Not too long ago I was driving home from an event I was attending and was pulled over by an officer of the law. He had noticed that I was not wearing my seatbelt--a punishable offense in Washington state and throughout the country. I was angry. Not that I received the ticket but because there is something contradictory in that law that has bothered me for some time.

Whenever Democrats attack the Conservative Republican, and by attack I do mean the hateful things that come out of their mouths, the issue of abortion will always enter the conversation. Now, I am not a Conservative Republican, but I am a Christian. And the issue of abortion is a touchy one.
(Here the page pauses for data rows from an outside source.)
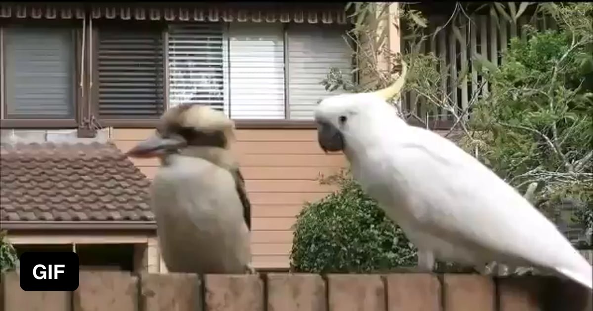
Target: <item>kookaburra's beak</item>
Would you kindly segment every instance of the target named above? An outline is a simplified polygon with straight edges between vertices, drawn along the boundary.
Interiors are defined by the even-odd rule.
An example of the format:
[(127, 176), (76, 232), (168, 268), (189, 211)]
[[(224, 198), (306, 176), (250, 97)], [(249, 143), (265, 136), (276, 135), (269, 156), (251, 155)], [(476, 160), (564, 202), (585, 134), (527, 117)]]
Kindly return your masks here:
[(174, 152), (186, 145), (187, 142), (181, 137), (164, 138), (154, 134), (138, 143), (126, 155), (133, 158), (152, 158)]
[(327, 153), (329, 151), (344, 150), (344, 137), (340, 130), (329, 122), (317, 121), (317, 141), (319, 146)]

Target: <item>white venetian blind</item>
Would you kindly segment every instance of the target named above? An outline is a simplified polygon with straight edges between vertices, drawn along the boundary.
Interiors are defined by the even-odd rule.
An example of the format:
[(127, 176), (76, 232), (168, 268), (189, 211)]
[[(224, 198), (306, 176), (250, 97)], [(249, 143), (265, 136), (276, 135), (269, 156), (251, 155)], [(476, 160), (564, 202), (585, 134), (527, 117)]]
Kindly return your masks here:
[(170, 107), (192, 103), (224, 108), (224, 39), (222, 24), (170, 26)]
[(339, 68), (345, 79), (352, 79), (352, 50), (342, 27), (291, 24), (288, 33), (289, 117), (312, 119), (320, 100), (343, 92), (329, 92), (320, 84), (330, 68)]
[(281, 24), (229, 28), (231, 117), (284, 118), (284, 37)]

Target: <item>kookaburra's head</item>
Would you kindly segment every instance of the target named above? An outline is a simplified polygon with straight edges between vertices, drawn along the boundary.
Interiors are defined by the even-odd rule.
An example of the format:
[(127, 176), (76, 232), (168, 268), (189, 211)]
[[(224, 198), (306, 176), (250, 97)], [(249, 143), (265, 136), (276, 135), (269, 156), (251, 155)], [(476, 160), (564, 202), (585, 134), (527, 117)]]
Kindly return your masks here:
[(227, 149), (234, 139), (234, 123), (222, 111), (205, 105), (182, 104), (167, 110), (154, 134), (126, 154), (162, 158), (192, 146)]
[(396, 108), (387, 101), (400, 92), (407, 73), (407, 65), (402, 60), (400, 76), (391, 85), (372, 92), (342, 94), (321, 101), (315, 111), (321, 149), (326, 152), (346, 151), (349, 140), (365, 139), (367, 130), (378, 123), (396, 120), (405, 124), (398, 117)]

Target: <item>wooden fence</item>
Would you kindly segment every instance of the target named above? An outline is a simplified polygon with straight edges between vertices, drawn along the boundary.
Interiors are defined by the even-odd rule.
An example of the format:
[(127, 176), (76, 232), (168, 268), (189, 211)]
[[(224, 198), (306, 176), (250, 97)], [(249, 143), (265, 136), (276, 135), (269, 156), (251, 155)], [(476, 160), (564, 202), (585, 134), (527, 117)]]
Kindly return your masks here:
[[(202, 280), (203, 281), (202, 281)], [(2, 275), (2, 311), (593, 310), (591, 291), (555, 278), (476, 274), (130, 275), (81, 271), (74, 292), (27, 292)]]

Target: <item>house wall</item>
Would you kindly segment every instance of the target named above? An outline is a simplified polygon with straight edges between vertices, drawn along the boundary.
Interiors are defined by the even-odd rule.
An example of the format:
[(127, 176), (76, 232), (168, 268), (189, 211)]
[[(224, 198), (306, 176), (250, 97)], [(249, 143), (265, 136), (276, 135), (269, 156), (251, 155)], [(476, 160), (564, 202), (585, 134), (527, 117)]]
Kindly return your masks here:
[[(154, 133), (144, 129), (114, 129), (111, 139), (126, 152)], [(236, 132), (238, 158), (251, 201), (252, 251), (256, 268), (287, 268), (292, 241), (291, 227), (305, 201), (319, 200), (332, 186), (321, 185), (320, 174), (346, 165), (340, 154), (326, 155), (313, 129), (247, 130)], [(157, 159), (132, 159), (149, 178)]]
I don't agree that abortion should be used as birth control, as it too often is, but I understand the need for an abortion in those cases where mental strife or physical safety are an issue. The new DNC states that:
"The issue is not abortion," Dean told the closed-door fund-raiser. "The issue is whether women can make up their own mind instead of some right-wing pastor, some right-wing politician telling them what to do."(http://www.ljworld.com/deanfordrudge.html)

Okay Mr. Dean, I will believe you. The issue is whether a woman can make up her own mind instead of some right-wing pastor--sorry pastors but you don't have the right to an opinion because you are ignorant enough to believe in God and Jesus--how silly you are!-- or some right-wing politician telling them what to do. So then Mr. Dean, I am anxiously awaiting your support of a new law that will outlaw mandatory seatbelt laws. Because as I see it, if a woman has the right to potentiall harm her body through an abortion, as well as stop the growth of living organism, regardless of how insignificant you personally believe that embryo is, then damn it, I have the right to potentially die in MY automobile, that I pay for, because I know what is best for me, not some left-wing doctor or some left-wing politician telling me otherwise. It is my body. Don't tell me what to do with it.